The 24-year-old rookie officer was thrilled when he landed an internship at the Urbandale Police Department last year, while he was a senior at Simpson College in Indianola. By the time he graduated with a degree in criminal justice, he was happy to accept a full-time job from the suburban Des Moines department.
Martin, who was single, had just begun patrolling by himself in August.
He grew up with one brother in Rockwell City, a town of around 1,700 people about 100 miles northwest of Des Moines. Both of his parents are educators — his dad a principal at a local high school and his mother an elementary school teacher.
Martin is remembered as a hardworking student who played football and basketball, ran track and swam at Rockwell City-Lytton High School, where he graduated in 2011. He was an Eagle Scout.
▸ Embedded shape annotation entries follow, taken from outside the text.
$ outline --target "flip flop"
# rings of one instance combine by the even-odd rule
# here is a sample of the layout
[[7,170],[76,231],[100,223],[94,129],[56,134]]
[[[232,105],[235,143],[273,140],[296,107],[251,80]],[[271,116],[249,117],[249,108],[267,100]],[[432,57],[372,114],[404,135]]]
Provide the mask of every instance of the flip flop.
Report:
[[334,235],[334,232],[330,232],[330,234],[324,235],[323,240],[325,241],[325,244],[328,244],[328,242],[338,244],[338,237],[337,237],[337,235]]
"He always wanted to do his best, anything that he could do for the school and for his family. I think he gave himself fully into whatever activity or his school work," said schools superintendent Jeff Kruse. "We're losing somebody that wanted to serve his community and to give back in a positive manner for the things that had been given to him."
Fred Jones, a sociology and criminal justice professor at Simpson College who served as Martin's faculty adviser, said Martin was determined to become a police officer.
"He was a kind, gentle, compassionate man who was always concerned with serving the public," Jones said in a statement issued by the school. "That's why he went into police work. He was smart and had great social skills. He just had it all."
Assistant professor Samantha O'Hara added: "When he was in our classes, he always had a quick, ready smile and a positive vibe."